Besides the focus on more sustainable extraction tools for the recovery of natural bioactive compounds, the relevance of this field is also related to the target compounds. The food industry is demanding a new range of compounds and extracts from natural origin to address consumers’ needs and preferences related to the development of new products. Nowadays, the use of natural compounds is clearly preferred over the use of synthetic alternatives. Moreover, in a context in which purely nutritional needs are largely covered in the western countries, consumers move their attention to products that are able to provide an additional health benefit. The combination of these factors is pushing the search for new natural sources of bioactive compounds, both known, and novel promising compounds. Although the list of potentially natural bioactive compounds being investigated at present is huge, some groups of components that attract attention include polyphenols, carotenoids and other terpenoids, alkaloids, polyunsaturated fatty acids, or saponins, just to name a few. The variability in the chemical composition of the natural matrix as well as the level of purity desired will guide the selection and complexity of the extraction protocol.

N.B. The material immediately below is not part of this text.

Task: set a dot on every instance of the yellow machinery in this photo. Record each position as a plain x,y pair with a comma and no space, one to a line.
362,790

In terms of natural samples, traditionally, biomasses rich in bioactive secondary metabolites, such as plants and seaweeds, have been widely studied [8]. However, in the last years, as a result of the push towards sustainability and to the development of circular economy-related approaches, agri-food by-products have raised significant attention. There is a wealth of research showing how some of these by-products that were traditionally underused or entirely disposed are still rich on bioactive compounds that can be valorized into added-value products [9]. Lastly, the use of microalgae as natural sources for bioactives is also very relevant, as these microorganisms can be cultured under specific conditions to overproduce particular compounds of interest [10]. Besides, non-arable land might be used for their production. Both photobioreactor technology and biotechnology advancements are fostering the commercial production of an ever increasing number of different strains [11].

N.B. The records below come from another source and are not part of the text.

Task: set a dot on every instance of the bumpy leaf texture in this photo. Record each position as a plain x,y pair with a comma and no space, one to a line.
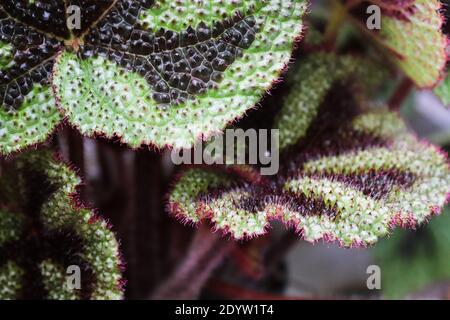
411,33
350,177
411,261
443,89
148,71
43,232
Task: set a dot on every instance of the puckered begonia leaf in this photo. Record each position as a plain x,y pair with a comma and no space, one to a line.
313,79
443,91
46,238
411,33
156,72
353,175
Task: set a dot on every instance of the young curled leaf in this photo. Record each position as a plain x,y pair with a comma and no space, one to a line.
411,33
50,247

All these factors are combined at present in the search for new green alternatives. In this context, the six principles of green extraction [7] are closely related to the change observed in the recently published applications and developments towards a more sustainable approach. In fact, all of them are linked to the current and future trends observed in the field of natural bioactives extraction. The present Trends article presents a succinct non-comprehensive overview highlighting the most relevant recent applications developed around these principles illustrating the most important advancements made in the field, as well as the future perspectives, developments, and research directions in the area.
Current situation
As already mentioned, the current state within the extraction of bioactive compounds from natural matrices field is strongly marked for the development of new processes that may either improve the existing ones in terms of sustainability, greenness, and efficiency or that can be used to explore the possibilities for underused biomasses. The most successful advanced extraction techniques used in the field so far include microwaves-assisted extraction (MAE), ultrasounds-assisted extraction (UAE), the use of compressed fluids under different conditions (supercritical fluids extraction, SFE; pressurized liquids extraction, PLE; gas-expanded liquids, GXE), pulsed electric fields (PEF), and enzyme-assisted extraction (EAE). Table 1 shows a summary of the most notable features of these techniques. Other techniques have also been reported as being green and efficient, as those based on mechanochemical reactions or high-pressure homogenization.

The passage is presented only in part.